I quattro Paesi si dicono pronti al riconoscimento "quando potrà dare un contributo positivo e le circostanze saranno giuste".

"Siamo d'accordo sul fatto che l'unico modo per raggiungere una pace duratura e la stabilità nella regione è l'attuazione di una soluzione a due Stati, con gli Stati israeliano e palestinesi al fianco l'uno dell'altro, in pace e sicurezza".

Riconoscimento limitato

Attualmente nove dei 27 Stati membri dell'Ue riconoscono il diritto a uno Stato palestinese, secondo i confini stabiliti nel 1967, che comprendono la Cisgiordania, la Striscia di Gaza e Gerusalemme Est.

Tra questi c'è proprio Malta, che nel 1988 ha riconosciuto questo diritto, ma non formalmente lo Stato palestinese in sé, e ora è invece pronta a farlo, come ha annunciato il suo primo minsitro Robert Abela. I Paesi dell'Est Europa (Polonia, Ungheria, Cechia, Slovacchia, Romania e Bulgaria) lo hanno fatto nel periodo sovietico, e anche Cipro ha ufficializzato il riconoscimento quando ancora non faceva parte dell'Unione. La Sveziaè stata il primo Stato a riconoscere unilateralmente la Palestina mentre formava parte dell'Unione europea.

L'Ue nel suo complesso, invece, appoggia la cosiddetta “soluzione dei due Stati”, come ribadito anche nelle conclusioni dell'ultimo vertice. Ma non lo Stato palestinese in sé, che a livello mondiale è oggi riconosciuto da 139 Paesi, circa il 70% dei membri delle Nazioni Unite: quasi tutta l'Asia, l'Africa e l'America Latina. 

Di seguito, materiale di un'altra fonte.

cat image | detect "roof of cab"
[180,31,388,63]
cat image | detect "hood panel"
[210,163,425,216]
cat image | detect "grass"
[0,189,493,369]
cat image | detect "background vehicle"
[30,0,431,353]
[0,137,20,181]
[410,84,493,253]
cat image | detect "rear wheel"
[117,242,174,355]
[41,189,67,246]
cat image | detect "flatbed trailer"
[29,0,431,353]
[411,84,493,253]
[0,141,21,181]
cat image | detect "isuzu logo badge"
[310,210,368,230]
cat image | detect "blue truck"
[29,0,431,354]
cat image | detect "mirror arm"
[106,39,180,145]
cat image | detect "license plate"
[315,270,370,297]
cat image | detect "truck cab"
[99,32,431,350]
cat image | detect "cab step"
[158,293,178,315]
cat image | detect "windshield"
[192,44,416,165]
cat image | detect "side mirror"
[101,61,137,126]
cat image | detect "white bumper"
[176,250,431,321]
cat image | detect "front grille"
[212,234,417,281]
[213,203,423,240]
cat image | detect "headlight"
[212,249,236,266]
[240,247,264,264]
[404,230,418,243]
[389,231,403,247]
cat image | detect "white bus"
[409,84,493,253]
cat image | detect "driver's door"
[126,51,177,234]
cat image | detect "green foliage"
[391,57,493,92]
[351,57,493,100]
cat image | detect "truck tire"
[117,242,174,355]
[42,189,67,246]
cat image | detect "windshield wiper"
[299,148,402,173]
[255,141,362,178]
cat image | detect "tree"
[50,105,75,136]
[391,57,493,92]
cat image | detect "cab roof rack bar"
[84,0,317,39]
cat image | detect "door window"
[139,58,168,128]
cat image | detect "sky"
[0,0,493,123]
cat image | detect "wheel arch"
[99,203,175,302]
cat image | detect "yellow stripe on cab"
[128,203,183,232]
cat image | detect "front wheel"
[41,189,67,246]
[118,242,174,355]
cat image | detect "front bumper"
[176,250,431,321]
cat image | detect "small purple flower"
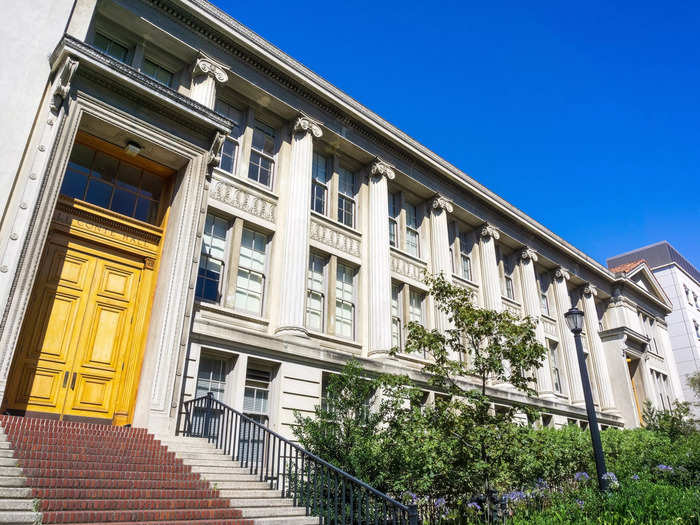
[574,472,591,481]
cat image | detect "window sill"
[311,210,362,237]
[214,166,279,200]
[307,330,362,350]
[389,246,428,266]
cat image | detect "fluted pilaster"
[479,224,503,312]
[583,284,616,412]
[276,116,323,336]
[553,268,584,405]
[367,159,395,353]
[430,195,453,331]
[520,248,554,396]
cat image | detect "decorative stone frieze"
[294,115,323,139]
[391,254,425,281]
[209,180,277,222]
[309,217,360,257]
[51,57,78,113]
[369,159,396,180]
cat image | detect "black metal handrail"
[177,392,418,525]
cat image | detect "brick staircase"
[0,415,318,525]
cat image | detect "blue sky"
[215,0,700,267]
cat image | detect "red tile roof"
[610,259,647,273]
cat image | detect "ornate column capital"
[51,57,78,113]
[552,266,571,281]
[369,158,396,180]
[207,131,226,166]
[520,246,537,262]
[581,283,598,297]
[293,115,323,139]
[192,57,228,82]
[431,195,454,213]
[479,222,501,241]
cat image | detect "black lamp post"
[564,307,608,491]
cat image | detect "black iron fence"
[177,394,418,525]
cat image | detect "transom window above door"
[61,138,165,224]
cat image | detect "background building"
[0,0,682,435]
[607,241,700,418]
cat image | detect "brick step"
[32,487,218,500]
[41,508,242,524]
[19,465,200,481]
[17,458,192,478]
[25,477,211,490]
[15,448,176,464]
[39,497,229,512]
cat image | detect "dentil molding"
[309,217,360,257]
[209,180,277,222]
[294,115,323,139]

“Il dibattito sul riconoscimento dello Stato palestinese non era in agenda”, ha detto il presidente del Consiglio europeo Charles Michel rispondendo a una domanda sul tema in conferenza stampa.

Spagna e Irlanda in pressing

Dall'inizio della guerra in Medio Oriente, Irlanda e Spagna hanno ripetutamente espresso la loro disponibilità a riconoscere la Palestina e guidato la fazione degli Stati europei più critici nei confronti di Israele.

A novembre 2023 il primo ministro spagnolo Pedro Sánchez ha promesso che il suo nuovo governo avrebbe fatto del riconoscimento dello Stato palestinese la principale priorità in termini di politica estera.

A febbraio, anche il primo minsitro irlandese Leo Varadkar aveva confermato che un gruppo di Stati membri discuteva di riconoscere formalmente la Palestina, in modo da consentire "un negoziato più equo" alla fine della guerra.